The Foreign Investor in Real Property Tax Act (“FIRPTA”) plays an important role in the amount of taxes that must be withheld and paid to the IRS when a foreign investor sells its property. On December 18, 2015, President Obama signed the Protecting Americans from Tax Hikes Act of 2015 (“PATH Act”) which amended some of the FIRPTA withholding provisions. The following is a summary of some of these amendments:

  1. Increase from 10% to 15%: Unless an exemption or reduced rate applies, the withholding amount has been increased from ten percent (10%) to fifteen percent (15%) of the sales price.

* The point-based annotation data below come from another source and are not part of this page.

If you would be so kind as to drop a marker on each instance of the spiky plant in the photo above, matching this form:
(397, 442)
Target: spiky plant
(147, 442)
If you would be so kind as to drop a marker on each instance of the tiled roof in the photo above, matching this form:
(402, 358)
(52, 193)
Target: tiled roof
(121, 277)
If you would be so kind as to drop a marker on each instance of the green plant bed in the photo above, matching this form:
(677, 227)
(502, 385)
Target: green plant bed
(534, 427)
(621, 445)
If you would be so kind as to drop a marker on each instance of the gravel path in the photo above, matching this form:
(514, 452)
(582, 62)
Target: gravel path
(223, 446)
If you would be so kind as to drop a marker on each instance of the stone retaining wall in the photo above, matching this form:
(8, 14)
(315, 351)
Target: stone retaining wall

  2. Personal Residence Exemption: If both of the following conditions are met: a. the buyer is purchasing property that will be used as the buyer’s residence, and b. the sales price is $300,000 or less, then the buyer may elect to waive withholding under Section 1445(b)(5) of the Tax Code. This exemption and the requirements for such exemption are as they were prior to the enactment of the PATH Act.
  3. Reduced Rate of Withholding: If both of the following conditions are met: a. the buyer is acquiring property that will be used as the buyer’s residence, and b. the sales price is greater than $300,000, but not more than $1,000,000, then the buyer may elect to withhold a reduced withholding amount equal to ten percent (10%) of the sales price rather than the unreduced rate of fifteen percent (15%).

When dealing with a seller that is a foreign investor, it is important for the buyer to know that it is the buyer’s responsibility – not the foreign seller – to pay the correct amount of withholding to the IRS.